Location: Ventura County, California
Named for a prominent early California family founded by José Franciso Ortega (1734-98) who discovered San Franciso Bay and founded the presidio there, while serving as an officer on the "Sacred Expedition" of Gaspar de Portold (1723-86). José also helped found the Santa Barbara Mission and was subsequently granted the 26,529 acre Rancho Nuestra Señora del Refugio. Ortega later married into the Bandini, Carrillo, Castro, de la Guerra, and Vallejo families. Ramón Ortega, a descendent, later acquired Rancho Potrero Seco, northwest of Ojai, within which this peak is located. According to Charles F. Outland, Ramón was a noted mountain man who specialized in capturing bears with his riata (ca. 1860's).

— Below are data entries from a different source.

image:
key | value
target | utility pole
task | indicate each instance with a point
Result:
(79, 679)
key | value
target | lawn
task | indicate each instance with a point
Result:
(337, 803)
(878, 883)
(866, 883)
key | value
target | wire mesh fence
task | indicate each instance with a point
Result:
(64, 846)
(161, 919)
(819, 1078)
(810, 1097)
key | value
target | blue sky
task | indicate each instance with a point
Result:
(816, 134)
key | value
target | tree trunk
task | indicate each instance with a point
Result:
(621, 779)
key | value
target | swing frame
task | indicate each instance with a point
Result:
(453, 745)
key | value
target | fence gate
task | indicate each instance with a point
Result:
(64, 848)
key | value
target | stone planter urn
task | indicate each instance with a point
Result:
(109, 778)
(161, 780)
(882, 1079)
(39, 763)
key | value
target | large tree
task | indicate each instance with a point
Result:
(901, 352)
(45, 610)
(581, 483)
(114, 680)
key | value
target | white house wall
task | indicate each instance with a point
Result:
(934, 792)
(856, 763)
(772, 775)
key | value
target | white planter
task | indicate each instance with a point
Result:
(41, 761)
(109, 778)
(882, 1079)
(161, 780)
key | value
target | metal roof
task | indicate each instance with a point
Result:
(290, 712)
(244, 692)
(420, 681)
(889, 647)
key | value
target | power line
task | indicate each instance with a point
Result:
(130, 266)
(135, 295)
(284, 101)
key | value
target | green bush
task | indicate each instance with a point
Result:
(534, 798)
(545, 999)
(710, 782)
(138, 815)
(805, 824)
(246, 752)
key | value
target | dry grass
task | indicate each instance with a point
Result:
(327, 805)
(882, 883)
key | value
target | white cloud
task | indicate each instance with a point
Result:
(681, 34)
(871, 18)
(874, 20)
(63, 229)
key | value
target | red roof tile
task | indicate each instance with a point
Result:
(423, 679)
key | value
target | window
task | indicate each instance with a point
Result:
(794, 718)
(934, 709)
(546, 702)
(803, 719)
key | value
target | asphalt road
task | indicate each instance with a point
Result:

Edwin M. Sheridan, in his historical notes on Ventura County (ca. 1920), added that "the people of the county are generally well acquainted with the fact that there is an Ortega Ranch at Ortega Hill in the Matilija." The entire area northwest of Ojai was once known as the the Matilija-named for a nearby Chumash village, first cited as "Matilja" in the records of San Buenaventura Mission (1827). The meaning of this name is unknown.
Today, the name is most familiar for the spectacular Matilija poppy (Romneya coulteri) which grows profusely in this area. This was first collected by botanist Thomas Coulter in 1831 and co-named for his friend, astronomer Romney Robinson.
Sespe Creek was also once known as Arroyo Matilija. Sespe is derived from another Chumash Indian village originally spelled "Cepsey", (Father José Senan wrote of it as "Secpey"), and our present spelling of it dates from 1824.
Name first appears on USGS Southern California Sheet #3 (1910).
Peak was added to the HPS Peak List in 1958.